Many protocols recommend wearing a supportive, non‑underwire surgical bra or garment day and night for approximately 6 weeks after breast reduction. This can help control swelling and support healing tissues. Your surgeon may adjust this time frame based on your progress and comfort.

When can I return to exercise after breast reduction?

Gentle walking is often encouraged early, but high‑impact activities such as running, jumping, contact sports, or heavy lifting are typically delayed for at least 6–8 weeks. Returning too soon may increase the risk of wound breakdown, bleeding, or prolonged swelling, so clearance from your surgeon is important before resuming vigorous exercise.

Will my nipple sensitivity change?

Altered nipple and breast skin sensation is common after reduction mammoplasty. Sensation may be reduced, absent, or occasionally more sensitive in the short term. Many patients notice gradual improvement over several months, but permanent changes, including persistent numbness, can occur.

How are scars managed after breast reduction?

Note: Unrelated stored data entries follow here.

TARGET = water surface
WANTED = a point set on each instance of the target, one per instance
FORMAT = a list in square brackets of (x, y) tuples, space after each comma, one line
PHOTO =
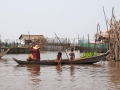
[(103, 75)]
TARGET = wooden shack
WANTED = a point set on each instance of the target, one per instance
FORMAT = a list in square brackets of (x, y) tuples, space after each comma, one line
[(36, 39)]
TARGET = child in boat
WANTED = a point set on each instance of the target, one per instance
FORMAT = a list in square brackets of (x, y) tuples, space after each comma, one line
[(59, 58), (35, 55), (72, 55)]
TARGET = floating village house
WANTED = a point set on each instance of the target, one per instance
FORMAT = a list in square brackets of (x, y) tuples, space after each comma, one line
[(36, 39)]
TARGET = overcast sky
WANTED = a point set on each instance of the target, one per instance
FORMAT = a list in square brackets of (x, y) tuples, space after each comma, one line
[(66, 18)]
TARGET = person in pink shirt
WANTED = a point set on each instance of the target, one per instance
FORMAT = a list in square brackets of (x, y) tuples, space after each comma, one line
[(35, 55)]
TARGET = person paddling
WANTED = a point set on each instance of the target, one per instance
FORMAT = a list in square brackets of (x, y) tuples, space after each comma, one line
[(72, 55), (35, 55), (59, 58)]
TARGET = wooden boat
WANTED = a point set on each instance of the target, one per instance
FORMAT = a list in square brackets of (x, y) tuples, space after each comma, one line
[(4, 53), (89, 60)]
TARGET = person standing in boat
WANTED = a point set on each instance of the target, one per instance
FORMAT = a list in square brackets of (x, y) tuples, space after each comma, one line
[(35, 55), (72, 55), (59, 58)]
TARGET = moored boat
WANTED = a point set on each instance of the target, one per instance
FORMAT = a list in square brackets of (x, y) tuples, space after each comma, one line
[(89, 60)]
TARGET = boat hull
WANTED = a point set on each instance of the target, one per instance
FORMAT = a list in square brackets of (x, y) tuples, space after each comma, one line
[(89, 60)]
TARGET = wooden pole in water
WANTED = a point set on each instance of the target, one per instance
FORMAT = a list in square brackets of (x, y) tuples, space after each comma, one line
[(62, 46)]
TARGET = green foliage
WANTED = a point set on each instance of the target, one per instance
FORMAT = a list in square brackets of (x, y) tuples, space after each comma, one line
[(88, 54)]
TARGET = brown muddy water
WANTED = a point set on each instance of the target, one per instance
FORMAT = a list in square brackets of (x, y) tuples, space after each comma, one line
[(103, 75)]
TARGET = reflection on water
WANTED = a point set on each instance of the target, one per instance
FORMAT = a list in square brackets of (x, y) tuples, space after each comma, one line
[(99, 76)]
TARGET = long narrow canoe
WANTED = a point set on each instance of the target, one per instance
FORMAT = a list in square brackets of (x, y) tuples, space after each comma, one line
[(4, 53), (89, 60)]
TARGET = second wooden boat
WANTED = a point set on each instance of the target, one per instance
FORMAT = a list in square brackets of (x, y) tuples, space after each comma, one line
[(89, 60)]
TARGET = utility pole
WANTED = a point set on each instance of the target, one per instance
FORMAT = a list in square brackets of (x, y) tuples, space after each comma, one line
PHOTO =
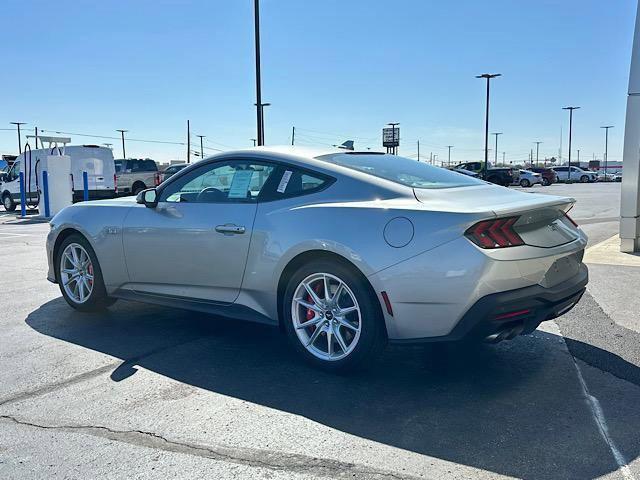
[(606, 149), (537, 151), (571, 109), (488, 76), (495, 161), (17, 124), (124, 152), (188, 142), (394, 149), (201, 147), (259, 105)]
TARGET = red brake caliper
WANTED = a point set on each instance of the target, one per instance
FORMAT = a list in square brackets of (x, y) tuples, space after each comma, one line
[(310, 313)]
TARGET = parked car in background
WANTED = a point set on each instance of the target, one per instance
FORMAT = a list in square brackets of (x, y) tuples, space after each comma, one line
[(504, 176), (172, 170), (468, 173), (528, 178), (342, 250), (577, 175), (549, 176), (605, 177), (136, 174)]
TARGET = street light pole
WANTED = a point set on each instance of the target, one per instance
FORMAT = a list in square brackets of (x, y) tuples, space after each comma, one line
[(488, 76), (17, 124), (537, 151), (495, 161), (122, 132), (201, 147), (571, 109), (394, 150), (606, 149), (259, 104)]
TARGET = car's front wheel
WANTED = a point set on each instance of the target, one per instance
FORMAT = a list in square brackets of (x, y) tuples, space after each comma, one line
[(79, 275), (332, 317)]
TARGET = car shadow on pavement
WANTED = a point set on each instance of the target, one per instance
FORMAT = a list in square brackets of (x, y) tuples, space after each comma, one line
[(516, 408)]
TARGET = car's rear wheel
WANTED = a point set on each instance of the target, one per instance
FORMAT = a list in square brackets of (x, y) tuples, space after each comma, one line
[(332, 318), (8, 203), (79, 275)]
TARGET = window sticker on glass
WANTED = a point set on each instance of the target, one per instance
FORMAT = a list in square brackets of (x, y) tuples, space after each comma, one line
[(240, 184), (286, 176)]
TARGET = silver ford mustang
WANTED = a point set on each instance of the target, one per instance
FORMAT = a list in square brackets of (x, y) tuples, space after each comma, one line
[(344, 250)]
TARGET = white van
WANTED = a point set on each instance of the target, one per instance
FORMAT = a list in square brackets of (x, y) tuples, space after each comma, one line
[(95, 160)]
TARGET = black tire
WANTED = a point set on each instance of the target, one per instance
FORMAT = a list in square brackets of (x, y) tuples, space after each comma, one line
[(373, 336), (138, 187), (9, 204), (98, 299)]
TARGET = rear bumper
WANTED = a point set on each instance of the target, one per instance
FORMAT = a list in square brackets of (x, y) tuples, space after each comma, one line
[(514, 312)]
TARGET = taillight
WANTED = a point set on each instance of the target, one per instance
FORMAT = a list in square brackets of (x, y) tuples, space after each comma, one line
[(498, 233)]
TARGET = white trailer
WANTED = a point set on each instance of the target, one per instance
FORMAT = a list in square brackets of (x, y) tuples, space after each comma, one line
[(97, 161)]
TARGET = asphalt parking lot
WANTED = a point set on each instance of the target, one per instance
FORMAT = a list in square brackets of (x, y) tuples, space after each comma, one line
[(154, 392)]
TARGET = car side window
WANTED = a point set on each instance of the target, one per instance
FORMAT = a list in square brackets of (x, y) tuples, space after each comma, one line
[(290, 181), (220, 182)]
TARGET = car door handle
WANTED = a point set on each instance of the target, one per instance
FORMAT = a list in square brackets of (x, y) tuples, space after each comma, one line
[(230, 229)]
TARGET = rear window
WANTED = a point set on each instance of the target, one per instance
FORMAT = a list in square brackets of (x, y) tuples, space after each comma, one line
[(402, 170)]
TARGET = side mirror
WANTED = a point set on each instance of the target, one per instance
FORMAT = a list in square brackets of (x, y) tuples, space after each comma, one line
[(148, 197)]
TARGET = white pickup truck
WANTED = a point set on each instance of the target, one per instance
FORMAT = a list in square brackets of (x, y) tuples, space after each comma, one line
[(136, 174)]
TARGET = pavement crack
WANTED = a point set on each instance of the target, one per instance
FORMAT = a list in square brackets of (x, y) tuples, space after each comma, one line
[(260, 458)]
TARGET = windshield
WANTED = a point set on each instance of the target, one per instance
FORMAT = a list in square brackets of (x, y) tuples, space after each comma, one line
[(402, 170)]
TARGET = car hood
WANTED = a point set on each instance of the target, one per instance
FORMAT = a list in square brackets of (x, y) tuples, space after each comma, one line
[(488, 199)]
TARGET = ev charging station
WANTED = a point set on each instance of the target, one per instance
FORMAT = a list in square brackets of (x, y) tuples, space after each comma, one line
[(54, 183)]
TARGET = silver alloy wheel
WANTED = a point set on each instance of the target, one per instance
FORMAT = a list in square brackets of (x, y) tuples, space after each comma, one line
[(326, 316), (76, 273)]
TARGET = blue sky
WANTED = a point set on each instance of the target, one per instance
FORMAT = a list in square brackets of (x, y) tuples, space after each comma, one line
[(334, 69)]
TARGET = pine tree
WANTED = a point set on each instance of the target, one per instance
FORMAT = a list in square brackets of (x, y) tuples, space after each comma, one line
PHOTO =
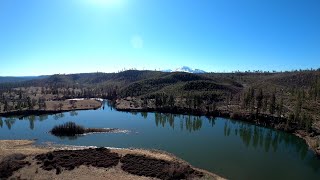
[(272, 106), (259, 99)]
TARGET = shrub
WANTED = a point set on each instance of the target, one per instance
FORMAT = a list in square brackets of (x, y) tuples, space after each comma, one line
[(68, 129)]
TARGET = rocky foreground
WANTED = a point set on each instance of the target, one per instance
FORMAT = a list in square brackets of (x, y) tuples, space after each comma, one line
[(20, 159)]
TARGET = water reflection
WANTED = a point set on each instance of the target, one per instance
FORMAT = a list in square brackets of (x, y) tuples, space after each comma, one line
[(187, 122), (260, 137), (251, 136)]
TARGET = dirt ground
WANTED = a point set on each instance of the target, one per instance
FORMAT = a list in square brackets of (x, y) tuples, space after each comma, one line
[(34, 170)]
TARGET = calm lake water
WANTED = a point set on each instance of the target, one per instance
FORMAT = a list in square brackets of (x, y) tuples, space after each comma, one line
[(232, 149)]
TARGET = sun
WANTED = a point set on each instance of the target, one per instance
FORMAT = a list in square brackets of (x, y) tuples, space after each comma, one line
[(105, 2)]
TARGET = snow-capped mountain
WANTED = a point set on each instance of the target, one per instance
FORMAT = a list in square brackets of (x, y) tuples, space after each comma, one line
[(186, 69)]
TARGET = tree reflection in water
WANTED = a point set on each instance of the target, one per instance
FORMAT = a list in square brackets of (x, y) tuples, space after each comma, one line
[(1, 122), (187, 122), (268, 139)]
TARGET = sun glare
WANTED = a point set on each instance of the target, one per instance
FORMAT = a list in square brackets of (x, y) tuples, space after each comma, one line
[(105, 2)]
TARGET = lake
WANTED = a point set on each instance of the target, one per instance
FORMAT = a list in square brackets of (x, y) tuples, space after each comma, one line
[(232, 149)]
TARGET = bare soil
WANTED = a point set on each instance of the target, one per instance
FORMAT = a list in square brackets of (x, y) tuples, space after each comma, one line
[(82, 163)]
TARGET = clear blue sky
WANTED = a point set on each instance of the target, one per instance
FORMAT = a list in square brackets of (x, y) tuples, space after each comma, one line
[(70, 36)]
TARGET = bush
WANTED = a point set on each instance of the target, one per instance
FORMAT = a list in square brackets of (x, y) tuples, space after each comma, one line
[(68, 129)]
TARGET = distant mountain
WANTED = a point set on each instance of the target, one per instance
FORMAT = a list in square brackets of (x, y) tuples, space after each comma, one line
[(186, 69), (10, 79)]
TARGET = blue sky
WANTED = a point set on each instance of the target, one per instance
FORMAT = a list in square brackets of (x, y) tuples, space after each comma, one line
[(70, 36)]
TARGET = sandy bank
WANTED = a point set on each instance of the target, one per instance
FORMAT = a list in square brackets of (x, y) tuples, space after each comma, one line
[(35, 171)]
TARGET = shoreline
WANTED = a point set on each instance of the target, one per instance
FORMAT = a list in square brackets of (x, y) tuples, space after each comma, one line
[(94, 104), (34, 170), (264, 120)]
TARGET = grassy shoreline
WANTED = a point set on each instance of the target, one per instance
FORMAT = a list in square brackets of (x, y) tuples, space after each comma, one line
[(264, 120), (26, 148)]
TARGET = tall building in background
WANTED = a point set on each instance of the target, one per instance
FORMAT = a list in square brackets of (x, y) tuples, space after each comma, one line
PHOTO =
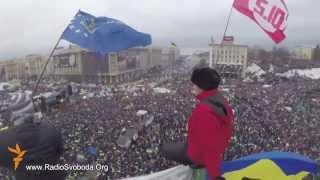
[(229, 59), (303, 53), (80, 65), (14, 69), (34, 65)]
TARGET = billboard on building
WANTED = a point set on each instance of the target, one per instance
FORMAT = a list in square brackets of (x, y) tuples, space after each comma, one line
[(65, 60), (128, 60)]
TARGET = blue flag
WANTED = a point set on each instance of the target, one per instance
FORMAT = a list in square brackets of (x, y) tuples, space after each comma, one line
[(103, 34)]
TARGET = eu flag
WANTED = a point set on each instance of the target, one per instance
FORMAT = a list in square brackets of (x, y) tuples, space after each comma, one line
[(103, 34)]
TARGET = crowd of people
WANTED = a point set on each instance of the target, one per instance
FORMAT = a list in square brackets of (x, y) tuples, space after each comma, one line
[(277, 114)]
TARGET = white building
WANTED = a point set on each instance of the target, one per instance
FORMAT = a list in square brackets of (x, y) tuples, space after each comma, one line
[(229, 59), (303, 53)]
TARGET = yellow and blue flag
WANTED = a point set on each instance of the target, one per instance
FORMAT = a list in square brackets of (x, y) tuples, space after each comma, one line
[(103, 34), (266, 166)]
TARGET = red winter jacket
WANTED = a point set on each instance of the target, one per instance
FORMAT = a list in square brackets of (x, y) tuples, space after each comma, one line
[(209, 133)]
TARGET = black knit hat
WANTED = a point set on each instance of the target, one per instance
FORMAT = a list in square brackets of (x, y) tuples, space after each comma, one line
[(206, 78)]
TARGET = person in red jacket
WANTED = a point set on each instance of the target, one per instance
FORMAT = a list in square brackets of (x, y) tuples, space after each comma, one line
[(210, 126)]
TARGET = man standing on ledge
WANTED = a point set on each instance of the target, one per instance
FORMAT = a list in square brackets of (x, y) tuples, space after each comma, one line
[(210, 126)]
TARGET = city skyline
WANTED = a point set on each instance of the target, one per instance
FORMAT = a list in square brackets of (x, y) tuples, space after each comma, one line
[(32, 27)]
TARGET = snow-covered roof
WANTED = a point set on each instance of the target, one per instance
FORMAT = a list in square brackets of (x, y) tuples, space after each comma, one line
[(255, 69), (313, 73)]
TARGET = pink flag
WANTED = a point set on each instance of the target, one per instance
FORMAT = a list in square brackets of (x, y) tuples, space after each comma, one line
[(270, 15)]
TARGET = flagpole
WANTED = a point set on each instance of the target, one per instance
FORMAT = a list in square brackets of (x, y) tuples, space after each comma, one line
[(48, 60), (45, 66), (228, 22)]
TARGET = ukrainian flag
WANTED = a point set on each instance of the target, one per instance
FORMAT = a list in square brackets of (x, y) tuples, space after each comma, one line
[(266, 166)]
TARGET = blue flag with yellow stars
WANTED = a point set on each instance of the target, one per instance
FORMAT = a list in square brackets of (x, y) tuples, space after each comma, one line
[(103, 34)]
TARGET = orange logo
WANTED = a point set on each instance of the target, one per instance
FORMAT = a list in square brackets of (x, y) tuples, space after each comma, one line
[(17, 160)]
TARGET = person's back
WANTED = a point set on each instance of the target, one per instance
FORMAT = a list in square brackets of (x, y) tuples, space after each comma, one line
[(209, 131), (210, 126)]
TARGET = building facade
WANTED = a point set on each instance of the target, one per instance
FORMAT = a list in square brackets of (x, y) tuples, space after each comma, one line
[(303, 53), (80, 65), (13, 69), (229, 59), (34, 65)]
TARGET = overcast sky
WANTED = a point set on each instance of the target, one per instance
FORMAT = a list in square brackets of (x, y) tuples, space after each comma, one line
[(33, 26)]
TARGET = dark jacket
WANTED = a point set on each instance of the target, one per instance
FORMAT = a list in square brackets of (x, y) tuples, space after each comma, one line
[(209, 131), (43, 144)]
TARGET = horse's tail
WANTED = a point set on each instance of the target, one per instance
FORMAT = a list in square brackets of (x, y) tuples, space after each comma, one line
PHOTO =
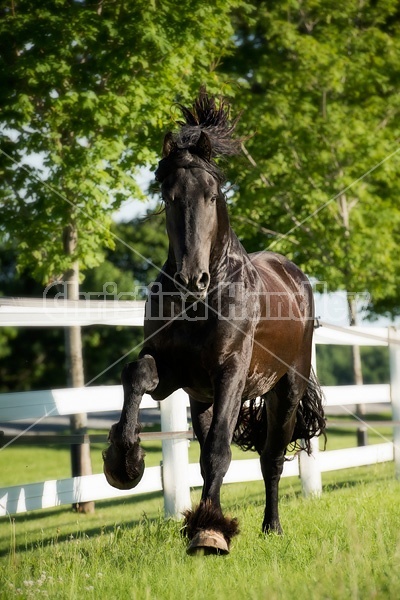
[(310, 418), (251, 428)]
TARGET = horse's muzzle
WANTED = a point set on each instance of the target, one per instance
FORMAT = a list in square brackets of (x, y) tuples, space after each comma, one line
[(192, 288)]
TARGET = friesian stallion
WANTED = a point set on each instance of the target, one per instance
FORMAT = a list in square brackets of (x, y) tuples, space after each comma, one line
[(234, 330)]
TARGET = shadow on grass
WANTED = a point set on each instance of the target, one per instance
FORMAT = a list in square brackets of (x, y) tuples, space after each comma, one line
[(82, 529)]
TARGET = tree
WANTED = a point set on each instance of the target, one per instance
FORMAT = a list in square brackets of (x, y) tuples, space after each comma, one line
[(32, 360), (86, 87), (319, 86)]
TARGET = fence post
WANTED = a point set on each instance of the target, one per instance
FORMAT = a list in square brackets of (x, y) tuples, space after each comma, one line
[(310, 472), (394, 353), (175, 457)]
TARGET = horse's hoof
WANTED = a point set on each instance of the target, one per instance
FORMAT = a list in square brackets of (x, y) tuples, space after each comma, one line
[(123, 470), (208, 541)]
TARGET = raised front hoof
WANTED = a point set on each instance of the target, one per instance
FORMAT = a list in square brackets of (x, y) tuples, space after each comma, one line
[(272, 528), (208, 542), (123, 468)]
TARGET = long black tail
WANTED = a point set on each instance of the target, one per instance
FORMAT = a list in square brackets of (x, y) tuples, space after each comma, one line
[(310, 418), (251, 428)]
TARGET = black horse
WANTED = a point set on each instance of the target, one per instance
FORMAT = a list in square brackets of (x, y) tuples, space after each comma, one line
[(233, 330)]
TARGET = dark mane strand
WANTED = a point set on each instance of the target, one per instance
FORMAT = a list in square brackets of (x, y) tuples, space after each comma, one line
[(211, 115)]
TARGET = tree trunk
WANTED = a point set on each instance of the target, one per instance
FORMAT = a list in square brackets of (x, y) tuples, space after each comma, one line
[(362, 436), (80, 453)]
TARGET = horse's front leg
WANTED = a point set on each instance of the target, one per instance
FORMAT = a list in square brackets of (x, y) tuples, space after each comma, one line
[(206, 526), (124, 458)]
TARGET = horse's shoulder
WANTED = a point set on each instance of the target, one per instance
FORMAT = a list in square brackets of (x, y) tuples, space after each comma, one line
[(271, 264)]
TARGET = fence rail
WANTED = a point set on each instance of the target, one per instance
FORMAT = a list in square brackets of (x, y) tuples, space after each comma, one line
[(176, 476)]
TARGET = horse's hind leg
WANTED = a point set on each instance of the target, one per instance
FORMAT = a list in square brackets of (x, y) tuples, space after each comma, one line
[(281, 404), (123, 459)]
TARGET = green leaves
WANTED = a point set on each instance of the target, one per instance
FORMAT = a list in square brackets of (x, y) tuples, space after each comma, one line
[(89, 90)]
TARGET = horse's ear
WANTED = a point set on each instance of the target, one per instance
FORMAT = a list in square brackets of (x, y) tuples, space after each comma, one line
[(169, 145), (203, 146)]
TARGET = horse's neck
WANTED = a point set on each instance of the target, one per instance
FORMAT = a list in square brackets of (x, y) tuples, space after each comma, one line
[(226, 255)]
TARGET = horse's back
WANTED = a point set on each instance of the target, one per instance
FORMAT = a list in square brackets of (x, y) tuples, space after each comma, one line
[(279, 274)]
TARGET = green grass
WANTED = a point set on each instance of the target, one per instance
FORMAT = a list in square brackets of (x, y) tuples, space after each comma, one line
[(343, 545)]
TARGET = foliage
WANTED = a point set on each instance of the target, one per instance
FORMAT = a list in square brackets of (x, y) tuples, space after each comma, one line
[(34, 358), (319, 89), (88, 88)]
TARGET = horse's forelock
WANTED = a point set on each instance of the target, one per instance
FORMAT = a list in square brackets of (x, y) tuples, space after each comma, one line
[(184, 159)]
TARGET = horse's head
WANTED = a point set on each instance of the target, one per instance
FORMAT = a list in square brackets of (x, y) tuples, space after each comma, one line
[(191, 191)]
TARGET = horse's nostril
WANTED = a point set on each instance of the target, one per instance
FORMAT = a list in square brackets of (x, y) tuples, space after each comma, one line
[(181, 279), (203, 281)]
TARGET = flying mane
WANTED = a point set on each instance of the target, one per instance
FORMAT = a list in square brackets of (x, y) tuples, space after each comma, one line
[(211, 116)]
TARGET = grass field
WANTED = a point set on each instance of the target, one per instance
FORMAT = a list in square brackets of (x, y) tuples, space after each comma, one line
[(344, 545)]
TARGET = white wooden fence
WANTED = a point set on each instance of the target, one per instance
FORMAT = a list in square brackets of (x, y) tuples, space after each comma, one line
[(177, 476)]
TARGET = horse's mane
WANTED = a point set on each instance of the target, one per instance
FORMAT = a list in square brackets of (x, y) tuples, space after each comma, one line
[(210, 114)]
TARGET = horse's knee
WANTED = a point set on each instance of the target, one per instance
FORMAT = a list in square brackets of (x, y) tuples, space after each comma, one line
[(140, 376)]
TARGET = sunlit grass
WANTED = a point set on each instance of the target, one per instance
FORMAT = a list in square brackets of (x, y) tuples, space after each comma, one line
[(344, 545)]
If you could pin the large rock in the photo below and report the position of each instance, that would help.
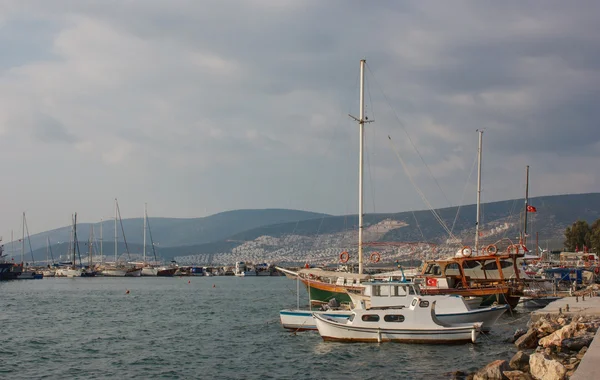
(517, 375)
(492, 371)
(555, 339)
(543, 368)
(577, 343)
(520, 362)
(528, 340)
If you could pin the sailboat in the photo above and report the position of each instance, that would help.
(115, 270)
(325, 285)
(29, 273)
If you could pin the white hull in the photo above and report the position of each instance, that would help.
(114, 272)
(149, 272)
(304, 320)
(134, 273)
(62, 272)
(335, 331)
(246, 273)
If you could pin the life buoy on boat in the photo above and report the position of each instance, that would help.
(491, 249)
(466, 251)
(511, 248)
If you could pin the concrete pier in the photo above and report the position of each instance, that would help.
(578, 306)
(571, 306)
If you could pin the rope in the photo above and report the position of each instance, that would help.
(421, 194)
(409, 138)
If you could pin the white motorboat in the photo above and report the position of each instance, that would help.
(415, 324)
(450, 309)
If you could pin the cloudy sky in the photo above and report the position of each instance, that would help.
(198, 107)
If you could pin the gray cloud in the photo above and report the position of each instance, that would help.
(208, 95)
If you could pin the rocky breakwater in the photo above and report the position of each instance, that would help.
(550, 348)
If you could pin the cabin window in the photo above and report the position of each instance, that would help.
(491, 266)
(376, 290)
(471, 264)
(399, 291)
(370, 318)
(393, 318)
(452, 269)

Once wounds have healed and your surgeon confirms it is safe, scar management may include silicone products, gentle massage, sun avoidance, and time. Patients with a history of thick or keloid scars should mention this at consultation so that expectations and management can be tailored accordingly.

Can I have breast reduction if I plan significant weight loss?

It is generally preferable to be close to a stable, sustainable weight before surgery. Significant weight loss after breast reduction can alter breast size and shape and may lead to recurrent sagging, which might reduce satisfaction with the final appearance.

Are surgical drains always used?

Some surgeons use small drains to remove excess blood or fluid after breast reduction, while others do not. When used, drains are usually removed within the first 24–48 hours. The decision to use drains depends on surgeon preference, technique, and intraoperative findings.

What age is appropriate for breast reduction?

Breast reduction is usually performed in adults once breast development is largely complete. In selected younger patients with severe physical symptoms or functional impairment, surgery may be considered after comprehensive physical and psychological assessment and with attention to current guidelines and consent requirements.

Important Information and Risk Warning

Any surgical or invasive procedure carries risks. Before proceeding, you should seek a consultation and consider obtaining a second opinion from an appropriately qualified health practitioner.

The information on this page is general in nature, is intended for adults (18+) in Australia, and does not replace individual medical advice. A personalised assessment with a suitably qualified medical practitioner is required to determine whether breast reduction surgery is appropriate in your circumstances, to discuss alternatives, and to explain potential risks and outcomes.